А завтра мы поднимемся из траншеи и пойдем на противника? Чистое безумие.
Капитан Браун говорил о завтрашней канонаде и о том, что на сей раз артиллеристы попробуют другой подход: устроят «огневую завесу» на «ничейной земле» перед нами. Видит бог, все остальные подходы они уже испробовали. В случае с австралийцами наши офицеры, командующие семнадцатифунтовыми орудиями, поначалу действовали старым методом: вели стрельбу двадцать четыре часа кряду и под конец увеличили мощность огня. Затем они прекратили огонь и подождали десять минут, дав немцам время покинуть свои землянки и хорошо укрепленные блиндажи, а потом возобновили пальбу с новой силой, стремясь уничтожить врага под открытым небом.
Мы не знаем, насколько успешным оказался этот хитрый план, ибо из нескольких тысяч австралийцев, пошедших тогда в атаку на вражеские окопы, почти никто не вернулся.

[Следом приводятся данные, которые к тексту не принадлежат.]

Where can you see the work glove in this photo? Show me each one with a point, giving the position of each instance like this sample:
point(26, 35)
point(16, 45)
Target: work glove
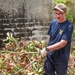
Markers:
point(44, 52)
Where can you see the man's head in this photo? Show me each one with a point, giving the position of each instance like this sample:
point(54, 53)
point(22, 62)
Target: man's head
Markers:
point(61, 7)
point(60, 12)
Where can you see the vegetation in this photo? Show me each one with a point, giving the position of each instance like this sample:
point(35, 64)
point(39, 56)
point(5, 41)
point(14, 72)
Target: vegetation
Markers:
point(21, 57)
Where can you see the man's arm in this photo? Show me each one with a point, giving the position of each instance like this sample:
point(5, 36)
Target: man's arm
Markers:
point(58, 45)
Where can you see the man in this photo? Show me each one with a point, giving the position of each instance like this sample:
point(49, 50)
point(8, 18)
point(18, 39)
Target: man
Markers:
point(58, 50)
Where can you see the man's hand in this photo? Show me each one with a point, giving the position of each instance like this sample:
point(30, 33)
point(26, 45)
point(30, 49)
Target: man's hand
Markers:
point(44, 52)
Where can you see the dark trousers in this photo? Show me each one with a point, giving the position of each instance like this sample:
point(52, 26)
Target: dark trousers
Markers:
point(54, 69)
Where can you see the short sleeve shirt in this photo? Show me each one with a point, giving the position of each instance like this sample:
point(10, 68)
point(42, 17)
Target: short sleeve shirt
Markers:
point(60, 31)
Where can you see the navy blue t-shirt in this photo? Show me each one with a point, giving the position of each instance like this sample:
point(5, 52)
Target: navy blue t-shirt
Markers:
point(60, 31)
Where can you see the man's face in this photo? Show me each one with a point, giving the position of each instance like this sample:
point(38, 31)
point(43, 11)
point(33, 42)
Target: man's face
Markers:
point(60, 16)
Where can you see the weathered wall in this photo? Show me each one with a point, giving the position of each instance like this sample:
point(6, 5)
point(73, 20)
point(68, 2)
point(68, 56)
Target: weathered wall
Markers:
point(25, 18)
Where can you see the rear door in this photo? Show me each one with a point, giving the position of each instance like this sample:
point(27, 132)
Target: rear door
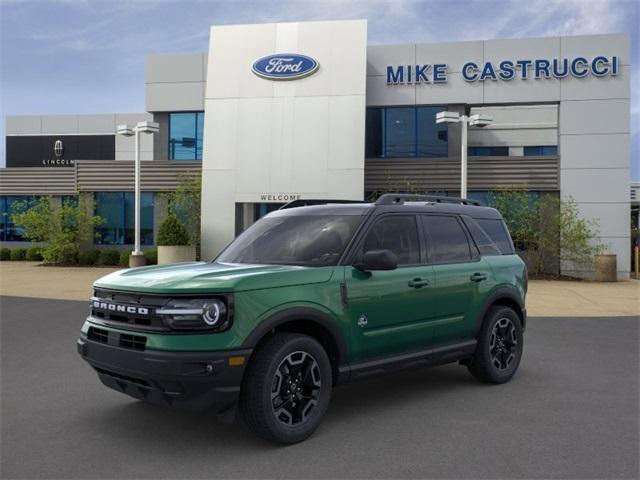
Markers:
point(461, 276)
point(390, 311)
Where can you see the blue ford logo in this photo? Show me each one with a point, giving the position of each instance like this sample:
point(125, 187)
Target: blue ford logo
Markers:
point(284, 66)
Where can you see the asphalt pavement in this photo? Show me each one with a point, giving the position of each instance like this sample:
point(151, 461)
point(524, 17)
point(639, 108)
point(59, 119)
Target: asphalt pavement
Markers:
point(570, 412)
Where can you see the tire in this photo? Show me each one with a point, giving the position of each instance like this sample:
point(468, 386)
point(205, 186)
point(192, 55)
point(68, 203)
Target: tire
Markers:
point(286, 389)
point(500, 346)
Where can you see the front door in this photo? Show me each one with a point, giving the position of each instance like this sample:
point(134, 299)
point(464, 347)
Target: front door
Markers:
point(460, 277)
point(390, 311)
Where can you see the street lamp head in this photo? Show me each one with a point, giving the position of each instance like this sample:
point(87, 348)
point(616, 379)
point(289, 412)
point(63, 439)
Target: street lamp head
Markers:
point(124, 130)
point(480, 120)
point(447, 117)
point(147, 127)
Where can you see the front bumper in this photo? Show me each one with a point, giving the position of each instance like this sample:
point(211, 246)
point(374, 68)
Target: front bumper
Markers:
point(186, 380)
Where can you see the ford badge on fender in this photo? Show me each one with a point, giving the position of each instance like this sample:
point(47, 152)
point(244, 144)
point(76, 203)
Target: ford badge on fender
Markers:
point(284, 66)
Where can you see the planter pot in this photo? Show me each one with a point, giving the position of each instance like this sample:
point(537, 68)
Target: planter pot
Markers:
point(606, 268)
point(176, 254)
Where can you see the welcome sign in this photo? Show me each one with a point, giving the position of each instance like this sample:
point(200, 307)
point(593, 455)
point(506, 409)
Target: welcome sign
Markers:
point(506, 70)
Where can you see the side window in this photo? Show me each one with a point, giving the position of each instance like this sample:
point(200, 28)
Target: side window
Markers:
point(484, 243)
point(447, 240)
point(398, 233)
point(497, 232)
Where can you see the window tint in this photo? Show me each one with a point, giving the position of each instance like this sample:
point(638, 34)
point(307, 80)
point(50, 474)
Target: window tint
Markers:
point(308, 240)
point(488, 151)
point(185, 135)
point(541, 151)
point(117, 212)
point(498, 233)
point(405, 132)
point(398, 234)
point(482, 240)
point(447, 240)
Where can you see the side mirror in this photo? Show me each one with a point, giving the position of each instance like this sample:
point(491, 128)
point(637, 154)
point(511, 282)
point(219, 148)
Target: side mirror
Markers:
point(377, 260)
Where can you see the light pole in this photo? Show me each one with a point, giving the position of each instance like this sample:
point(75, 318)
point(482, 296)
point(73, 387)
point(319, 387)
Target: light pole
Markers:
point(136, 259)
point(478, 120)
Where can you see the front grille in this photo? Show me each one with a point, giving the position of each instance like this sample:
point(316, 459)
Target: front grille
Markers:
point(123, 340)
point(134, 342)
point(147, 320)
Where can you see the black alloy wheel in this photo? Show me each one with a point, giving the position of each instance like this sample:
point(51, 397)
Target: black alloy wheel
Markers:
point(503, 344)
point(286, 388)
point(295, 388)
point(500, 346)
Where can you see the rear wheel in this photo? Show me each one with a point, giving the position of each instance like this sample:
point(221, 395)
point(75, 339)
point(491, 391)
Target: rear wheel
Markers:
point(287, 388)
point(500, 345)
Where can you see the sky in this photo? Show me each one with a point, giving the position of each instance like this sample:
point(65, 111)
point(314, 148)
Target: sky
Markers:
point(87, 56)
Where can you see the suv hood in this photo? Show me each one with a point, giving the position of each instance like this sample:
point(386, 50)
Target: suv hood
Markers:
point(201, 277)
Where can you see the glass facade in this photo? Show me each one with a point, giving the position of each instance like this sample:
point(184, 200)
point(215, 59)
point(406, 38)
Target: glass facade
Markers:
point(117, 212)
point(405, 132)
point(185, 135)
point(541, 151)
point(10, 232)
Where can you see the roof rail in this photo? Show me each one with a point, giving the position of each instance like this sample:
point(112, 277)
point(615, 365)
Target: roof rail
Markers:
point(400, 198)
point(305, 203)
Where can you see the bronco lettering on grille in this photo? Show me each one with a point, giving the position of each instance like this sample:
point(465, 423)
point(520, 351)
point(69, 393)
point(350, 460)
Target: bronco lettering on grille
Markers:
point(113, 307)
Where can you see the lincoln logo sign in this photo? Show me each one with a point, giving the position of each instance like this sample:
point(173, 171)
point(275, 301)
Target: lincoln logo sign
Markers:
point(58, 148)
point(285, 66)
point(506, 70)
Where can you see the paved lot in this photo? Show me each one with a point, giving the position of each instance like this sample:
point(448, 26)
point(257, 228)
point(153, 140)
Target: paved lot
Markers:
point(571, 412)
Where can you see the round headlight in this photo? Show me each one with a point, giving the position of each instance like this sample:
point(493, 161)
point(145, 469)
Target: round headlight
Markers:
point(212, 312)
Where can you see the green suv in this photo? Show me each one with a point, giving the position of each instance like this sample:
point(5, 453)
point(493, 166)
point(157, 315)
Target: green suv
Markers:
point(310, 297)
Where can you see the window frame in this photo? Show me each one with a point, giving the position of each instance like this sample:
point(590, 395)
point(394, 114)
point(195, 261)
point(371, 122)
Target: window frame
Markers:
point(353, 251)
point(475, 256)
point(196, 115)
point(416, 132)
point(123, 223)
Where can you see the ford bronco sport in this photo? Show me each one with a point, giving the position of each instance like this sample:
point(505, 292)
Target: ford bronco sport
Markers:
point(311, 297)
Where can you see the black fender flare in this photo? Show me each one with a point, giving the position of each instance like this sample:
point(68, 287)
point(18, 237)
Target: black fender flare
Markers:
point(300, 313)
point(497, 295)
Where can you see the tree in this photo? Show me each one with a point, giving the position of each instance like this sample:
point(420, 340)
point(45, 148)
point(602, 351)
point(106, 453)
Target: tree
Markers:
point(185, 204)
point(549, 230)
point(171, 232)
point(61, 227)
point(519, 214)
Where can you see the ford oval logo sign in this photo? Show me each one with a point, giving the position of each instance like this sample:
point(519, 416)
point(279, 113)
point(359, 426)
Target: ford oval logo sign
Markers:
point(285, 66)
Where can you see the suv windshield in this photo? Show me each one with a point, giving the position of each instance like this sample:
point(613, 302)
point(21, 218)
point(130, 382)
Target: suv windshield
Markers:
point(307, 240)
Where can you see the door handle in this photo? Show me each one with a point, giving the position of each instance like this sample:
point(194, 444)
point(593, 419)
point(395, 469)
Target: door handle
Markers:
point(418, 282)
point(478, 277)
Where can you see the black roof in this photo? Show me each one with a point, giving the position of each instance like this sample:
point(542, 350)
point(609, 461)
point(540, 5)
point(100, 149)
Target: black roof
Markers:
point(406, 204)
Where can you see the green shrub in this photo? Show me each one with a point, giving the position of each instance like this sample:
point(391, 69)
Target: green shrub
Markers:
point(90, 257)
point(172, 232)
point(62, 228)
point(124, 258)
point(34, 254)
point(18, 253)
point(151, 256)
point(61, 254)
point(109, 257)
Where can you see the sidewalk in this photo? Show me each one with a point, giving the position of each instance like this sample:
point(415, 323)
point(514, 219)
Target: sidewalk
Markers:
point(545, 298)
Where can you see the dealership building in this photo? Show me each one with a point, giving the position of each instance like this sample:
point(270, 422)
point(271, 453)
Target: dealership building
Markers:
point(277, 112)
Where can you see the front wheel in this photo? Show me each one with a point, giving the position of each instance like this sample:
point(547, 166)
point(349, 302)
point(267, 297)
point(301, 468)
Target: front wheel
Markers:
point(500, 344)
point(287, 388)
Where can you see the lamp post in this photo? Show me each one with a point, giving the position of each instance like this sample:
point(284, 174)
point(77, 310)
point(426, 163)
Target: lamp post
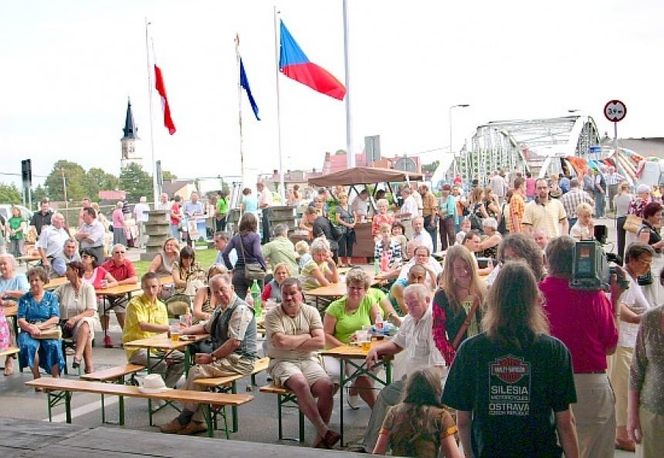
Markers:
point(460, 105)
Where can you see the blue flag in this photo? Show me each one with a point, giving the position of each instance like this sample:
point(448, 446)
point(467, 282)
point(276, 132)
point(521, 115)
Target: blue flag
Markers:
point(244, 82)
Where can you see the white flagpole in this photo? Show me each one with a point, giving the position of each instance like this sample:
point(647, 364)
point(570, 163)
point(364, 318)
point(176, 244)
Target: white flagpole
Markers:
point(350, 154)
point(282, 186)
point(239, 106)
point(155, 183)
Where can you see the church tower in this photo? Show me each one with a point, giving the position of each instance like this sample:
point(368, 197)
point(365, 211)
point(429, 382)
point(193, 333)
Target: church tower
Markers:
point(128, 141)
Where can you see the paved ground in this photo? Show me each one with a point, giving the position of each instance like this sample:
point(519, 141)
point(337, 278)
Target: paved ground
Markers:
point(258, 419)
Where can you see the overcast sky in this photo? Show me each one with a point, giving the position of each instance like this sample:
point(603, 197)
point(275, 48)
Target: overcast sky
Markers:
point(69, 67)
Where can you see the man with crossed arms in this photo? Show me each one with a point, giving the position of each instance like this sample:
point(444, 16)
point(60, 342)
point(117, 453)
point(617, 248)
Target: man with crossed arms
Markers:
point(294, 335)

Капитан Браун уверен, что наша бригада сумеет захватить объект наступления. Иногда мне хочется крикнуть, что этот чертов объект не стоит куска плавающего в луже дерьма, столь оскорбившего чувства генерала Шюта. Какой прок в очередной сотне ярдов разбомбленной траншеи, если за нее заплачено сотней тысяч человеческих жизней… или тремястами сотнями тысяч… или миллионом? Всем известно, что генерал сэр Дуглас Хейг называет гибель тысяч солдат «обычным уроном» и считает «вполне приемлемым» потерять в ходе Соммского сражения полмиллиона убитыми.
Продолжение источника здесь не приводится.